= 1970 British Cohort Study =

The 1970 British Cohort Study (BCS70) is a continuing, multi-disciplinary longitudinal survey monitoring the development of babies born in the UK during the week of 5–11 April 1970.

==History==
Since the start of the BCS70, eight full sets of data have been collected in 1970, 1975, 1980, 1986, 1996, 1999/2000, 2004/2005 and 2012. The following survey was planned for 2016/2017.

The first wave in 1970, called the British Births Survey, was conducted by the National Birthday Trust Fund together with the Royal College of Obstetricians and Gynaecologists in order to collect information to compare with those of the National Child Development Study (NCDS). The following two sweeps in 1975 and 1980, when the study was known as the Child Health and Education Study (CHES), were carried out by the Department of Child Health at Bristol University.
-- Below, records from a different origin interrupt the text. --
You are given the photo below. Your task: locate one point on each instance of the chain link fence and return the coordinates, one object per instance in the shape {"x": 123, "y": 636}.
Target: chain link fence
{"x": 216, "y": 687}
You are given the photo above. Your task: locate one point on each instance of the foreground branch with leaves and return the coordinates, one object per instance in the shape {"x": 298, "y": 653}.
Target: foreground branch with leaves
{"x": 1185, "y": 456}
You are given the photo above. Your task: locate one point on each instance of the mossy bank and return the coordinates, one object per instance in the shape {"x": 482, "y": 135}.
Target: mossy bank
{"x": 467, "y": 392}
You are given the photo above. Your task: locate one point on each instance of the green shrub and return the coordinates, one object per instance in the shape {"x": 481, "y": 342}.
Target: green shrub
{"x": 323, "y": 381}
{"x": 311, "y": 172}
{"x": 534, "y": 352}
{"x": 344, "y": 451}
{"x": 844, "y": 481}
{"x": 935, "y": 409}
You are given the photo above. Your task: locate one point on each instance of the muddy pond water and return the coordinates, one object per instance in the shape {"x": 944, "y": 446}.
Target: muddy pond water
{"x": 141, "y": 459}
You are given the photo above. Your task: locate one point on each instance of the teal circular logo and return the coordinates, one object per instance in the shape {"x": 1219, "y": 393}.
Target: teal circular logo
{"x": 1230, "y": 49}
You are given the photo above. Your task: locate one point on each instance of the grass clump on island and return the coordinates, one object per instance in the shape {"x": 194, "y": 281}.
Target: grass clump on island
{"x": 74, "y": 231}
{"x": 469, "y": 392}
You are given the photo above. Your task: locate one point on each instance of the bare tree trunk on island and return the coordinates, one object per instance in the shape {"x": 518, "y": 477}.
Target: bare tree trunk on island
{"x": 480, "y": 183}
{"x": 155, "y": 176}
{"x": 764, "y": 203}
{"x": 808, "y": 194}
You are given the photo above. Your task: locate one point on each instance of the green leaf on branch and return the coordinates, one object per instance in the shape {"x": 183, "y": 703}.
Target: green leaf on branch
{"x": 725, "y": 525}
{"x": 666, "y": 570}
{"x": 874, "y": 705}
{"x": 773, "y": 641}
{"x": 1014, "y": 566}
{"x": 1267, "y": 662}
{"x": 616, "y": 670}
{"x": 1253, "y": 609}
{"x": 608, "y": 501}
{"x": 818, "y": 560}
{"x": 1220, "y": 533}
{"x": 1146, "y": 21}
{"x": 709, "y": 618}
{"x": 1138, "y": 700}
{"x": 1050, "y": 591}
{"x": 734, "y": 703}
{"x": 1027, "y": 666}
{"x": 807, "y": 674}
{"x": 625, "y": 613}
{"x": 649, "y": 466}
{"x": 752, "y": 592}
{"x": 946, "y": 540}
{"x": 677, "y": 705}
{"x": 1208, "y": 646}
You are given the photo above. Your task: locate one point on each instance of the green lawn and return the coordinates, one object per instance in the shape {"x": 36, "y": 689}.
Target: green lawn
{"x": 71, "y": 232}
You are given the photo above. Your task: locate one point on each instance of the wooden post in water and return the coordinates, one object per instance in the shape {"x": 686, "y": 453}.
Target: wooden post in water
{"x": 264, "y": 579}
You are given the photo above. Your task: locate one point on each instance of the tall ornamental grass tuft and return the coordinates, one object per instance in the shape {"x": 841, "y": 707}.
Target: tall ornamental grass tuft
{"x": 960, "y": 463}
The 1986 survey was conducted by the International Centre for Child Studies and called Youthscan which was then taken over for the following surveys by the Social Statistics Research Unit (SSRU), now known as the Centre for Longitudinal Studies (CLS) By 2016 there were 770 papers and books published about the 1970 British Cohort Study.

The scope of the BCS70 has been broadened in the course of the different surveys. While the focus was on medical aspects at birth, factors such as physical, educational, social and economic development were subsequently taken into account.

Members of the 1970 birth cohort study created a Facebook page for themselves.

==Methodology and scope==
The primary method of data collection consists of face-to-face interviews (with the parents), self-completion questionnaires and psychological and educational measurements. The sample size included 17,287 babies in England, Scotland, Wales and Northern Ireland born in 1970.

==Survey results==
The findings from the BCS70 have generated over 770 publications. One key publication which also includes data of other British Cohort Studies is Elsa Ferri, John Bynner and Michael Wadsworth (eds.)(2003) Changing Britain, Changing Lives: three generations at the turn of the century

==Re-using the data==
The data and additional study information are available on the website of the UK Data Service.